Implementasi Algoritma Random Forest Untuk Menentukan Penerima Bantuan Raskin

Penulis

  • Ilham Kurniawan Universitas Bina Sarana Informatika, Jakarta
  • Duwi Cahya Putri Buani Universitas Nusa Mandiri, Jakarta Pusat
  • Abdussomad Abdussomad Universitas Bina Sarana Informatika, Jakarta
  • Widya Apriliah Universitas Bina Sarana Informatika, Jakarta
  • Rizal Amegia Saputra Universitas Bina Sarana Informatika, Jakarta

DOI:

https://doi.org/10.25126/jtiik.20231026225

Abstrak

Kemiskinan adalah salah satu perhatian mendasar dari setiap pemerintah. Program Beras Keluarga Miskin (Raskin) merupakan  salah satu program pemerintah. Skema raskin mempunyai tujuan meminimalisir beban rumah tangga tidak mampu sebagai bentuk bantuan untuk menaikkan ketahanan pangan melalui perlindungan sosial. Tujuan penelitian ini adalah menemukan akurasi tertinggi di antara algoritma klasifikasi prediktif yang diusulkan penerima bantuan raskin menggunakan tools python machine learning dan di implementasikan melalui suatu website. Klasifikasi adalah metode penambangan data yang menentukan kategori pada kelompok data untuk mendukung prediksi dan analisa yang semakin akurat. Beberapa algoritma klasifikasi pembelajaran mesin seperti, SVM, NB dan RF, digunakan pada penelitian ini demi menentukan penerima bantuan raskin. Eksperimen dilakukan menggunakan dataset Raskin Kelurahan Gunungparang, Kota Sukabumi yang bersumber dari Kelurahan Gunungparang. Kinerja algoritma klasifikasi dievaluasi dengan beragam metrik seperti Precision, Accuracy, F-Measure, dan Recall.

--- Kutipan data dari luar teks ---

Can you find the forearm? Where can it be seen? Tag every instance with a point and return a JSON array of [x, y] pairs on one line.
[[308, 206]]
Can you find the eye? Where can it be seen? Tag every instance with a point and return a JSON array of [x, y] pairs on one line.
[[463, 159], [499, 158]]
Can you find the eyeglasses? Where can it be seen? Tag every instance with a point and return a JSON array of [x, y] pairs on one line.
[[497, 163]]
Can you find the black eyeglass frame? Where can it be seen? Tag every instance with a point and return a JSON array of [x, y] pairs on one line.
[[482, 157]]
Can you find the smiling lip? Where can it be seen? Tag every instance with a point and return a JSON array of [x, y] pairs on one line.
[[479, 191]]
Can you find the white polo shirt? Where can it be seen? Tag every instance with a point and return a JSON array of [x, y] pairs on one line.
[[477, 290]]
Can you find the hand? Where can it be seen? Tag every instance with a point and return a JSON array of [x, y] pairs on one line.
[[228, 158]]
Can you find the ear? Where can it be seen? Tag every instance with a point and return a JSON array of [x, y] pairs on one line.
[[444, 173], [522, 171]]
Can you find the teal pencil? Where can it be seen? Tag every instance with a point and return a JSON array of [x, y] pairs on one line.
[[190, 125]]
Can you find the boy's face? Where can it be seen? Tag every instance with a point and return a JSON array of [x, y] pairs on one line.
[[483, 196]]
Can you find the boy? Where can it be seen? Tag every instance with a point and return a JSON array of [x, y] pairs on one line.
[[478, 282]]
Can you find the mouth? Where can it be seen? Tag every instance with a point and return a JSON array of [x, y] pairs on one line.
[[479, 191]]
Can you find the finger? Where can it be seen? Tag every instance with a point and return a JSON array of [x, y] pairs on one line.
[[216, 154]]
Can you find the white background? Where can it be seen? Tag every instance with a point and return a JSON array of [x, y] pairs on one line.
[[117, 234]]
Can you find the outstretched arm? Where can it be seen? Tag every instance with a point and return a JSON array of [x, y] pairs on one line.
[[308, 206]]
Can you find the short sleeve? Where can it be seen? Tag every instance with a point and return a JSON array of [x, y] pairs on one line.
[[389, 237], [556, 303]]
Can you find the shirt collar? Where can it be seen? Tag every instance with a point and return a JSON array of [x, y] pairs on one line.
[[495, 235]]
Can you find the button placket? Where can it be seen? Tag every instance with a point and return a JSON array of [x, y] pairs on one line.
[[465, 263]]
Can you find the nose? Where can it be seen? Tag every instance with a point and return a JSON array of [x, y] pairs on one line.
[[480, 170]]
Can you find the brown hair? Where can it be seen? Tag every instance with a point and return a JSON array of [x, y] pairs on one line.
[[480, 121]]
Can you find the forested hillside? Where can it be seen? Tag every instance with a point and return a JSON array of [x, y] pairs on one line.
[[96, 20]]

Akurasi diukur melalui contoh yang dikelompokan dengan benar atau salah. Hasil yang diperoleh menunjukkan algoritma klasifikasi RF memiliki nilai precision, recall, f-measure dengan nilai 97%, nilai accuracy sebesar  97,26% dan nilai ROC 0,970, lebih baik dari algoritma klasifikasi lainnya yaitu perbedaan sebesar 5,11% dengan algoritma klasifikasi support vector machine dan 8,87% dengan algoritma klasifikasi naive bayes. Akurasi sangat baik digunakan sebagai acuan kinerja algoritma apabila jumlah False Negative dan False Positive jumlah nya mendekati. Hasil penelitian ini dibuktikan secara akurat dan sistematis menggunakan Receiver Operating Characteristic (ROC).

 

Abstract

 

The problem of poverty is one of the fundamental concerns of every government. The Raskin  program is one of the government's programs. The Raskin scheme has the aim of minimizing the burden on poor households in the form of assistance to improve food security by providing social protection. The purpose of this study is to find the highest accuracy among the predictive classification algorithms proposed by Raskin beneficiaries using python machine learning tools and implemented through a website. Classification is a data mining method that determines categories in data groups to support more accurate predictions and analysis. Therefore, three machine learning classification algorithms such as, support vector machine, naive bayes and random forest, were used in this experiment. to determine recipients of Raskin assistance. The experiment was carried out using the Raskin dataset, Gunungparang Village, Sukabumi City, which was sourced from Gunungparang Village. The performance of the classification algorithm is evaluated by various metrics such as Precision, Accuracy, F-Measure, and Recall. Accuracy is measured by correctly and incorrectly grouped samples. The results obtained show that the random forest classification algorithm has precision, recall, f-measure values with a value of 97%, an accuracy value of 97.26% and an ROC value of 0.970, better than other classification algorithms, namely the difference of 5.11% with the support vector classification algorithm. machine and 8.87% with naive bayes classification algorithm. Very good accuracy is used as a reference for algorithm performance if the number of False Negatives and False Positives is close. These results were proven accurately and systematically using Receiver Operating Characteristics (ROC).

Downloads

Download data is not yet available.

Referensi

ALMAHADEEN, L., AKKAYA, M. dan SARI, A., 2017. Mining Student Data Using CRISP- DM Model. International Journal of Computer Science and Information Security.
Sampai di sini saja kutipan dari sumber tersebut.